Supporters say the legislation is necessary to prevent practices that they contend can lead to feelings of shame, guilt, depression and social anxiety that can, in turn, lead to more severe impacts, such as suicidal thoughts.

In his veto message, LePage called the bill “bad public policy” because the broad definition could prevent professionals from answering clients’ questions or having conversations with them.

“This bill attempts to regulate professionals who already have a defined scope of practice and standard of care per their statutory licensing requirements,” LePage wrote. “I strongly agree that young people should not be physically or mentally abused if they come out to their parents or guardians because they have experienced sexual or romantic attraction to an individual of the same gender. However, as it is written – ‘any practice or course of treatment’ – can call into question a simple conversation.”

The bill’s sponsor, Rep. Ryan Fecteau, D-Biddeford, countered that it was “ludicrous” for LePage to suggest that the bill would prevent counselors from talking about sexuality with a client.


“It is not at all what this bill is about,” said Fecteau, who during the emotion-filled House debate shared his own personal experiences of a trusted university adviser encouraging him to read a book on conversion therapy. Instead, Fecteau said, the bill is merely trying to halt a practice that has been delegitimized by psychiatric and medical associations around the world and has been banned in more than a dozen states.

“It’s disappointing,” Fecteau said. “I certainly disagree with the governor on many issues, but I thought this would be one where we could find some common ground and he could join the six Republican governors and seven Democratic governors across the country who have signed a similar law.”

Supporters will have to pick up additional votes to make Fecteau’s bill law, however. Neither the 19-12 vote in the Republican-controlled Senate nor the 80-55 vote in the House last month would be sufficient to override LePage’s veto.

In his letter, LePage also sought to equate the conversion therapy bill with the entirely separate but also highly emotional issue of female genital mutilation.

LePage and other Republican lawmakers have been pushing hard for a bill to specifically outlaw the cultural practice in Maine, even though it is already prohibited under federal law. Their proposals would also prevent parents or guardians from taking their girls to another state or country to have FGM performed.

There is no evidence that FGM is happening in Maine, although doctors and hospital staff occasionally encounter immigrant women suffering from long-lasting health effects of being cut – often by people with no medical training – while they were young girls in another country.
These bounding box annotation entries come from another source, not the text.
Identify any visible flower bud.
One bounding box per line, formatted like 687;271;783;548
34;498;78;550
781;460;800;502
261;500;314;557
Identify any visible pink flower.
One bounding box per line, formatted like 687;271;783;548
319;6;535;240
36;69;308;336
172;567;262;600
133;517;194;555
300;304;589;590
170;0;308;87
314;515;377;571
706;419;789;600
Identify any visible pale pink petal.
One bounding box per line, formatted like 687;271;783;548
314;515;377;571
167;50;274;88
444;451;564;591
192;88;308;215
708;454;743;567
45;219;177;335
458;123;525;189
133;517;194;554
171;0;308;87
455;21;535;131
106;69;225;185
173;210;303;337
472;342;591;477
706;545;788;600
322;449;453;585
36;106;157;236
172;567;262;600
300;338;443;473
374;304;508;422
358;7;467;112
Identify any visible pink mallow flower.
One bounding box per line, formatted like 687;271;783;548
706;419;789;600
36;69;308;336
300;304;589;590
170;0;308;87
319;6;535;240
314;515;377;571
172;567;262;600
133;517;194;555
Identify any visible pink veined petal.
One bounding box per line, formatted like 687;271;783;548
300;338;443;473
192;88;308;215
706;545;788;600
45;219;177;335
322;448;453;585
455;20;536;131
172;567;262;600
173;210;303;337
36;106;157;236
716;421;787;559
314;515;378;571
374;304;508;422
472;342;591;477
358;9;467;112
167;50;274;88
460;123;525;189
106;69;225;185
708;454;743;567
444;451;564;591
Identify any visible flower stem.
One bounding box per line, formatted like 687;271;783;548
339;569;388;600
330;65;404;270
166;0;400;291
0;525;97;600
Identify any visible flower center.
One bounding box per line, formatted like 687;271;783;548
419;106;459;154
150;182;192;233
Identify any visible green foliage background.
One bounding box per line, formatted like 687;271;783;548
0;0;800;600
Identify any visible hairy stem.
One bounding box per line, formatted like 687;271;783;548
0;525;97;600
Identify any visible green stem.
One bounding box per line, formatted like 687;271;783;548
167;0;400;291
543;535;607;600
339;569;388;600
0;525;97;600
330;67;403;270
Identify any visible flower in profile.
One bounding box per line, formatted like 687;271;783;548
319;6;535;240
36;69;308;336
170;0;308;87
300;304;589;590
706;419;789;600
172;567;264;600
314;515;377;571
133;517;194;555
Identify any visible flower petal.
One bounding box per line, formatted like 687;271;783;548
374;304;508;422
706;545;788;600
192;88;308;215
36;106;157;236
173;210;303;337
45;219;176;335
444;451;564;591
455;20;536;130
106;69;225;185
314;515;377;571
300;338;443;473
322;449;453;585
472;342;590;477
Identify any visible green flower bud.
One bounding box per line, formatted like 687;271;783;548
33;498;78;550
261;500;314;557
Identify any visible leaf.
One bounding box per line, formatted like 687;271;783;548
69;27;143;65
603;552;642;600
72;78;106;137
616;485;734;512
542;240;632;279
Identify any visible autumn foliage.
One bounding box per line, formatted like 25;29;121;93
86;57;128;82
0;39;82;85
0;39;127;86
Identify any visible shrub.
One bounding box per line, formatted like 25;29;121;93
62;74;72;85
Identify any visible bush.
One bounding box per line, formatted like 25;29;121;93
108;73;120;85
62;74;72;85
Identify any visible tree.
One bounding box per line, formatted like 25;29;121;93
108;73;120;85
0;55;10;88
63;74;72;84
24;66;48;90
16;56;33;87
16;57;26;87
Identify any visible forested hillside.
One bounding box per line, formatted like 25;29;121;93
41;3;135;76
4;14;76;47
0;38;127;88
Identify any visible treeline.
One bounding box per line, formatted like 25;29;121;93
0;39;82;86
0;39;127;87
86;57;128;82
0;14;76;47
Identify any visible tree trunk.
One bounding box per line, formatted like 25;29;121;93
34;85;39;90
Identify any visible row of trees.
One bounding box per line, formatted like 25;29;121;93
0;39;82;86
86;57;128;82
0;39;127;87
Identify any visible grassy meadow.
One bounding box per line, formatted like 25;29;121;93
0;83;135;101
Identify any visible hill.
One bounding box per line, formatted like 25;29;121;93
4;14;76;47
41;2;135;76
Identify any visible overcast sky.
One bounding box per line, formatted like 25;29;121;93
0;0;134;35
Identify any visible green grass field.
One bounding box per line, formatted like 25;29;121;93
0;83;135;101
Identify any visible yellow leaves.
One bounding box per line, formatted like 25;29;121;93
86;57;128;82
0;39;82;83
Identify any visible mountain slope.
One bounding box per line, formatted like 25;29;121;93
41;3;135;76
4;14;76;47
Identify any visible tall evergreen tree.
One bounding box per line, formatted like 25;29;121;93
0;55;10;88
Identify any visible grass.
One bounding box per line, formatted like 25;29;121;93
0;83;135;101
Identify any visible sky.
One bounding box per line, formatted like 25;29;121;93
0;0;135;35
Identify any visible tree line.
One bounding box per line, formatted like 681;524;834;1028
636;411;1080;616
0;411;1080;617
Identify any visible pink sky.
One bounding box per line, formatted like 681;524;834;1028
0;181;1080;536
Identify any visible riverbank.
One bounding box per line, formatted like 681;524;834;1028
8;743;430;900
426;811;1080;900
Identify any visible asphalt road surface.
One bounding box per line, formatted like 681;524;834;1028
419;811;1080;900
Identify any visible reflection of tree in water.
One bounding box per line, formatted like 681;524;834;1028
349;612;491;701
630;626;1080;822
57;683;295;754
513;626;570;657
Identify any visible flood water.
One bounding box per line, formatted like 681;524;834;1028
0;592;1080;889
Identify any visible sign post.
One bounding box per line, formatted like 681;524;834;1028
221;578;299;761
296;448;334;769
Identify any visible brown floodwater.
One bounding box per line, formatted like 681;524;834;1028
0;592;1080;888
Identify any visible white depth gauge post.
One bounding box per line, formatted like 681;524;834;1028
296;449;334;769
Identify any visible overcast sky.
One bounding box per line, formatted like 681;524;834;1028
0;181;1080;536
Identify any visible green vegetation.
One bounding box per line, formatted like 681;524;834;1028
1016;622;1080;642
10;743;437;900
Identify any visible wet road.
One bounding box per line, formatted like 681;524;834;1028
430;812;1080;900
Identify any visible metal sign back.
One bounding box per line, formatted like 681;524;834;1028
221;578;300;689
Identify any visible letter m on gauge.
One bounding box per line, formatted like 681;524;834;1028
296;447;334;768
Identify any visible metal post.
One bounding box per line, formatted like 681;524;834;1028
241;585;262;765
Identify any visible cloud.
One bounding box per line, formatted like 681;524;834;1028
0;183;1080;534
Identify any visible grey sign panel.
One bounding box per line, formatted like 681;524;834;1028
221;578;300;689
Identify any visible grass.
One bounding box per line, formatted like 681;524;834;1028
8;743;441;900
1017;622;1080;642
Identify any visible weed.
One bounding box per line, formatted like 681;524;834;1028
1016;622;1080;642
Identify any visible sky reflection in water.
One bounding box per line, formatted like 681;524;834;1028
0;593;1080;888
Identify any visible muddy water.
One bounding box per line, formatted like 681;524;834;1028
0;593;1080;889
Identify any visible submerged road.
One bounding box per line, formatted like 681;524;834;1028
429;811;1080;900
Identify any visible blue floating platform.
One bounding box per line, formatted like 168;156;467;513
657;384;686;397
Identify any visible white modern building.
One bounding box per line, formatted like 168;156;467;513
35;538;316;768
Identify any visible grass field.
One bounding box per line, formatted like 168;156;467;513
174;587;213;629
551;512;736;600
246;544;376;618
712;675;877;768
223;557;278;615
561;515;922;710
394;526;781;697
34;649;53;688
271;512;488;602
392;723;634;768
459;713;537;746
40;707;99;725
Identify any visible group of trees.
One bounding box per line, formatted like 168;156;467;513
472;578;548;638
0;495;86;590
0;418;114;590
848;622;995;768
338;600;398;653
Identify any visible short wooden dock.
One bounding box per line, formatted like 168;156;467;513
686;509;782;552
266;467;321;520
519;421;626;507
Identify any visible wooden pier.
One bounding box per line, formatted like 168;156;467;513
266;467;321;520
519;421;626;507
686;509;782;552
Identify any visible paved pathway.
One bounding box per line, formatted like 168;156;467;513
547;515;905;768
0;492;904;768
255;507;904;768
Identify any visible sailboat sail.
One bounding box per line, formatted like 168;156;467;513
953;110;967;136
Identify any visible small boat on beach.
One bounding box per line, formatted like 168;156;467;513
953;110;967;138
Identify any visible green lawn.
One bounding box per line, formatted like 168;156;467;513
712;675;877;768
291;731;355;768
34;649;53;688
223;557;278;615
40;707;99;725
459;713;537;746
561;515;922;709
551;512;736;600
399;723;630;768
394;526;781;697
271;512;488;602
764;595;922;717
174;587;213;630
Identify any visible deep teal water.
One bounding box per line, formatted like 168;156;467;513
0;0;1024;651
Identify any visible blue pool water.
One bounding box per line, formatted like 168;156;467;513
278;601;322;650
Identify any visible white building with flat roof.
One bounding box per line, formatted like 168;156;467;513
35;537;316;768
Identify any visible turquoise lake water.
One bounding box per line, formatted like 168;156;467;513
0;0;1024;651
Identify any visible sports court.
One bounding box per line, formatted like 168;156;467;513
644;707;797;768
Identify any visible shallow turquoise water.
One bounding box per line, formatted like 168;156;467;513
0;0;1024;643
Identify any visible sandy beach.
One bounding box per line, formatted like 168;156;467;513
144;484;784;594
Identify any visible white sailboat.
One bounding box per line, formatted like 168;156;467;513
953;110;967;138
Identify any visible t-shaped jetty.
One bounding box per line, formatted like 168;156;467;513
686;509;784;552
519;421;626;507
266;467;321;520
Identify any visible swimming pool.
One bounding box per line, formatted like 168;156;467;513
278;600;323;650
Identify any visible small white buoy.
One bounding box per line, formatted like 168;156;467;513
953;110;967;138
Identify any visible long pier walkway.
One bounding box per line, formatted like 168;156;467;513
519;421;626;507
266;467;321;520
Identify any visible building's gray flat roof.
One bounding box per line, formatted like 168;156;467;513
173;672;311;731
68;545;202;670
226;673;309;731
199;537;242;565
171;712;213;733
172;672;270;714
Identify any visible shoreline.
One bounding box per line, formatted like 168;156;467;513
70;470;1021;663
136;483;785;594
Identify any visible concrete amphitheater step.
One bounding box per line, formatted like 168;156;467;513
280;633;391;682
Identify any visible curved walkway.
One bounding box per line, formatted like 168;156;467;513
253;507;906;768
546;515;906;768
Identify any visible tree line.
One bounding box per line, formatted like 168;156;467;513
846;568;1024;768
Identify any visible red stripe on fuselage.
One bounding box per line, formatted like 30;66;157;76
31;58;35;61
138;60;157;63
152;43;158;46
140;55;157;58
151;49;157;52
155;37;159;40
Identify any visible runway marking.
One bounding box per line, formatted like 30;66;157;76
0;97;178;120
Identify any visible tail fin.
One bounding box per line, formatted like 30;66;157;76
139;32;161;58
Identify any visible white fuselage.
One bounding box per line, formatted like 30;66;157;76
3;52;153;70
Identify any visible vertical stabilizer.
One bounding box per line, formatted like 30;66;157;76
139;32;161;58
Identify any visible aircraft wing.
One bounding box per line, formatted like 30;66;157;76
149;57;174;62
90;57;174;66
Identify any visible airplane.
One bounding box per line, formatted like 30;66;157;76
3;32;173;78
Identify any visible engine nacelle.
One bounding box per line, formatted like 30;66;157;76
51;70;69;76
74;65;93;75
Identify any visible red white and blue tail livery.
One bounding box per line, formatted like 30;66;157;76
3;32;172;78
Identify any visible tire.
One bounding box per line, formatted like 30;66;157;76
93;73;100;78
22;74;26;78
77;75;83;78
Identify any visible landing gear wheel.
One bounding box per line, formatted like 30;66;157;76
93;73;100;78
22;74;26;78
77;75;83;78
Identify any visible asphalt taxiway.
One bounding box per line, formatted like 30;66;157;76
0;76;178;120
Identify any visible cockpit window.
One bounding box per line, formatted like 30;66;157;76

Opponents of the bill insist the federal prohibition makes a state law unnecessary and, instead, accuse Republicans of trying to score political points against Democrats while using the issue to demonize immigrants from African countries where the practice is prevalent.


LePage sought to draw a correlation between Fecteau’s bill and his FGM legislation.

“Legislators who could not stand up and outlaw the permanent mutilation of young girls’ sexual organs by laypersons in unsanitary conditions with razor blades are now concerned with outlawing conversations, of which there is also ‘no evidence’ that it is happening in Maine,” LePage wrote. “This is a disgusting double-standard.”

But Fecteau said the two issues are completely separate.

“The governor failed to recognize the federal prohibition against FGM,” said Fecteau, who joined most Democrats in voting against the governor’s bill. “There is no federal prohibition on conversion therapy. And if there was one, this wouldn’t be a topic of a bill here in Maine.”

The conversion therapy was one of six bills vetoed by LePage on Friday, on top of 36 others he vetoed earlier in the week. Other bills vetoed Friday include:

Two measures to change Maine’s complicated medical marijuana regulatory structure. Among the changes sought by the legislation was to allow doctors to certify patients for medical marijuana usage for any reason.


A proposal to provide additional state funding to operate county jails. LePage has been battling with the Legislature and county officials for years over funding for and oversight of county jails.

The Legislature is expected to return Monday to consider LePage’s most recent vetoes.